I’ve been doing some pretty niche development using a game and a script extender for said game. If these models can handle that, I’d feel good about switching.

jszymborskitoday at 5:55 PM

I run local models and they work fine for me, but specifically for use in coding harnesses, I'm having a hard time. Tools tend to end up in the same loop, trying to `ls` the same folder or `grep` the same file, over and over and eating up the whole context. Super hard to get it to do anything but that. Any tips?

cube00today at 3:23 PM

The challenge I have is getting a large enough context window so tool calls work reliably, the local models easily slip into hallucinated JSON tool responses and won't trigger the tools as a result.

show 1 reply
jlengrandtoday at 6:12 PM

Just wanna say it's always fun and nostalgic to see authors pass by here who I was reading back when I started my career. I was reading Vicki's blogs way back, even remember learning some email parsing in python from her over 10 years ago. TY!

andixtoday at 5:50 PM

Because I've seen too many people spending a lot of money on expensive hardware, without really using it in the end:

Most of those models are also available via Openrouter and many other platforms. Dirt cheap, and much faster than on consumer GPUs. Perfect to try and compare the different options.

MrKoby07today at 6:21 PM

I think a lot of people just don't have specs like that, making it still painful.

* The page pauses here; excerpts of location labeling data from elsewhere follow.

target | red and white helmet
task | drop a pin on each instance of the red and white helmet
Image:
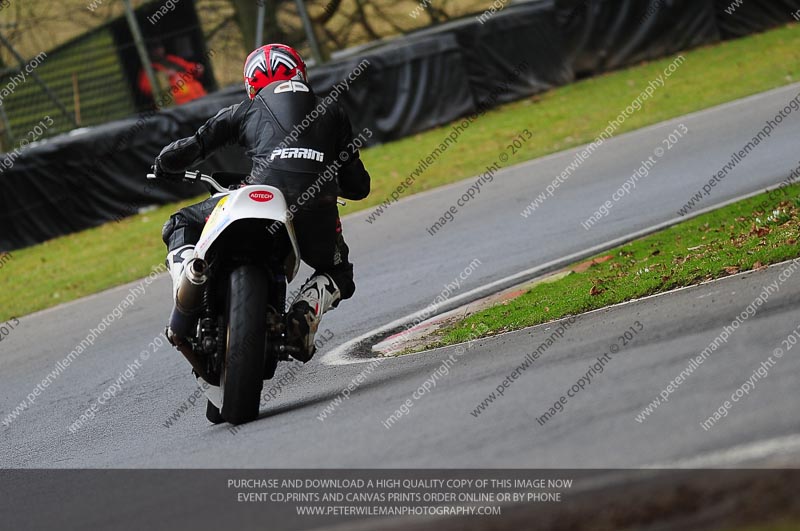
(272, 62)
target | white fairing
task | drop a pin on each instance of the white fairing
(250, 202)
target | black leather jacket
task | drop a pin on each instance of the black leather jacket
(291, 137)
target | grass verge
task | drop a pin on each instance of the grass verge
(81, 264)
(746, 235)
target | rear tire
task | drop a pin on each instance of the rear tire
(213, 415)
(246, 348)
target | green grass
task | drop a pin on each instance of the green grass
(746, 235)
(84, 263)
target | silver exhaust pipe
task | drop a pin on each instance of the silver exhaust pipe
(189, 298)
(188, 305)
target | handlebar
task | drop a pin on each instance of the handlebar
(195, 176)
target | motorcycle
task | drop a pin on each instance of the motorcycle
(229, 317)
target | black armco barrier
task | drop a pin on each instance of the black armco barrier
(428, 78)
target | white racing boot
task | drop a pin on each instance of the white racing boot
(176, 260)
(318, 295)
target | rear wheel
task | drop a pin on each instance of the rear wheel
(246, 346)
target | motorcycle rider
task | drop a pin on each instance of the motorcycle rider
(279, 99)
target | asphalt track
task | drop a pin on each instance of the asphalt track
(400, 269)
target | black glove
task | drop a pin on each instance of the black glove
(166, 176)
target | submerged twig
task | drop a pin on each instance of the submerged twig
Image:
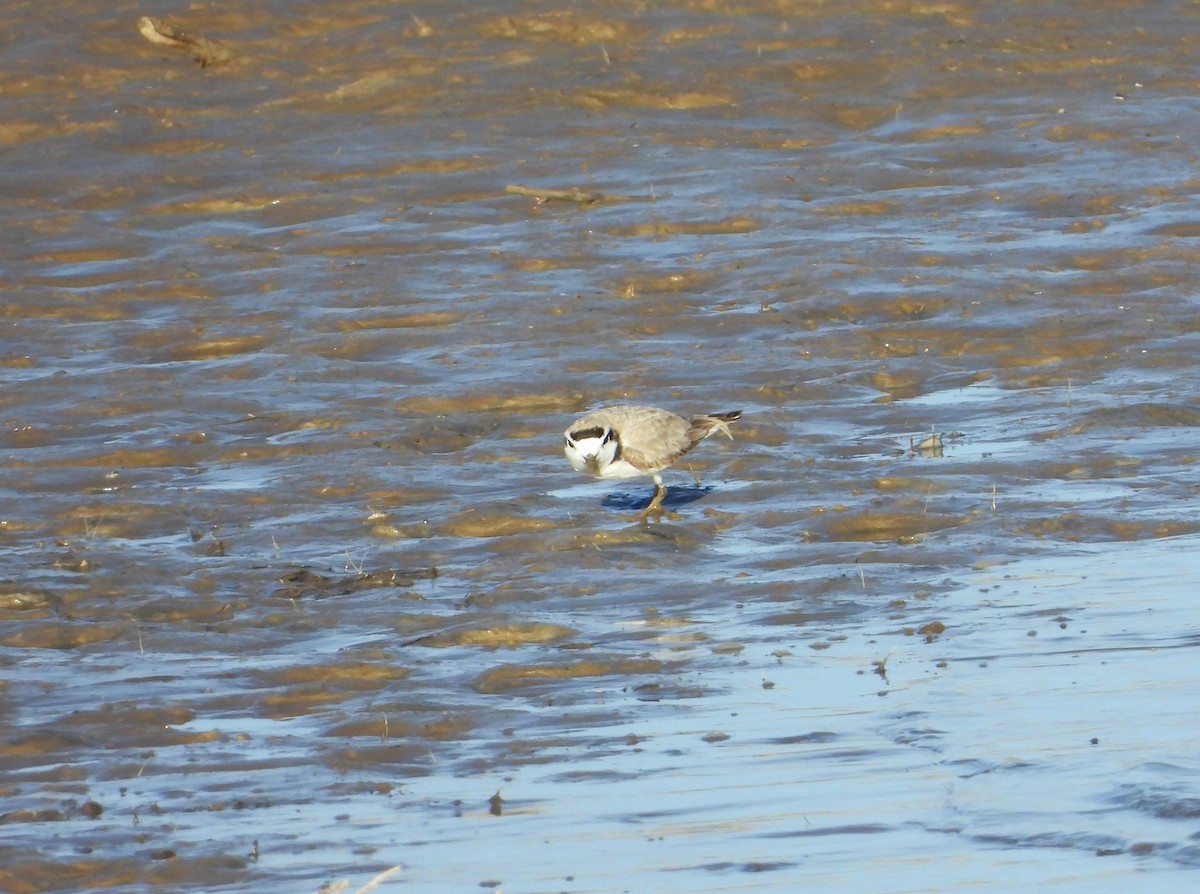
(581, 197)
(208, 52)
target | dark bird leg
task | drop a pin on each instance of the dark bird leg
(655, 509)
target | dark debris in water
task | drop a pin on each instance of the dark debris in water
(305, 583)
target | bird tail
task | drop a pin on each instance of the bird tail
(702, 426)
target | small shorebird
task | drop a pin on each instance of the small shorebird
(627, 442)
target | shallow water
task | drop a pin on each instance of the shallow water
(295, 574)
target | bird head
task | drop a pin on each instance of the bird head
(592, 450)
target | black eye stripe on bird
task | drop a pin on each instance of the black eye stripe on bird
(652, 439)
(582, 433)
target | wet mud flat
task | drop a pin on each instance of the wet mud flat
(297, 586)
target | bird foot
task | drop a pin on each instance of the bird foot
(655, 514)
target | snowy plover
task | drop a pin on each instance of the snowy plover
(627, 442)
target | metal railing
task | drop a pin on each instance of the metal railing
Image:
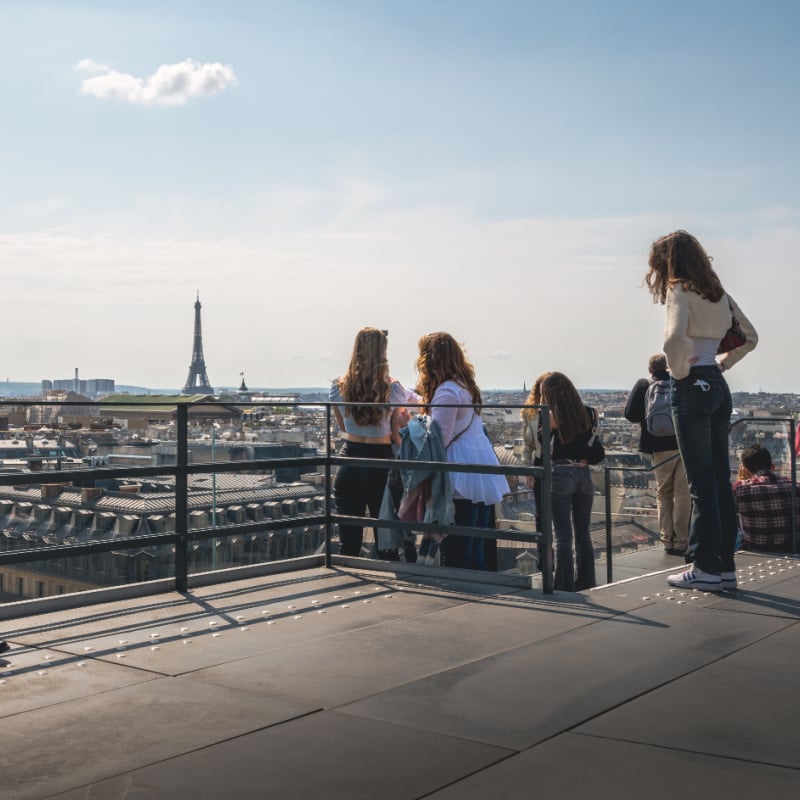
(182, 537)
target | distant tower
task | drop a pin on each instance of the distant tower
(197, 382)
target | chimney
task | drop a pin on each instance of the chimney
(89, 495)
(51, 490)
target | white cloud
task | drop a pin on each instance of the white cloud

frollogastontoday at 6:01 PM

"Good" refers to the speed and not the quality. There's so much hype about Macs being great for LLMs, but nobody seems to be seriously using them for that because the open models are unfortunately so far behind.

blobberstoday at 6:35 PM

Have you tried optimizing for MLX? It seems like a waste to have neural cores and not use them.

I've often wondered why the hype around apple neural core when 99% of software doesn't use them.

jotatotoday at 4:19 PM

I currently have a desktop with a 4060 ti (16gb of vram). Most models I have tested that fit within that are not good enough for anything other then type completion (in regards to coding tasks)

I have been considering getting the 58gb Mac Mini but that is a decent amount of money to spend without confirmation on a) how fast is it and b) will it work for well-defined tasks.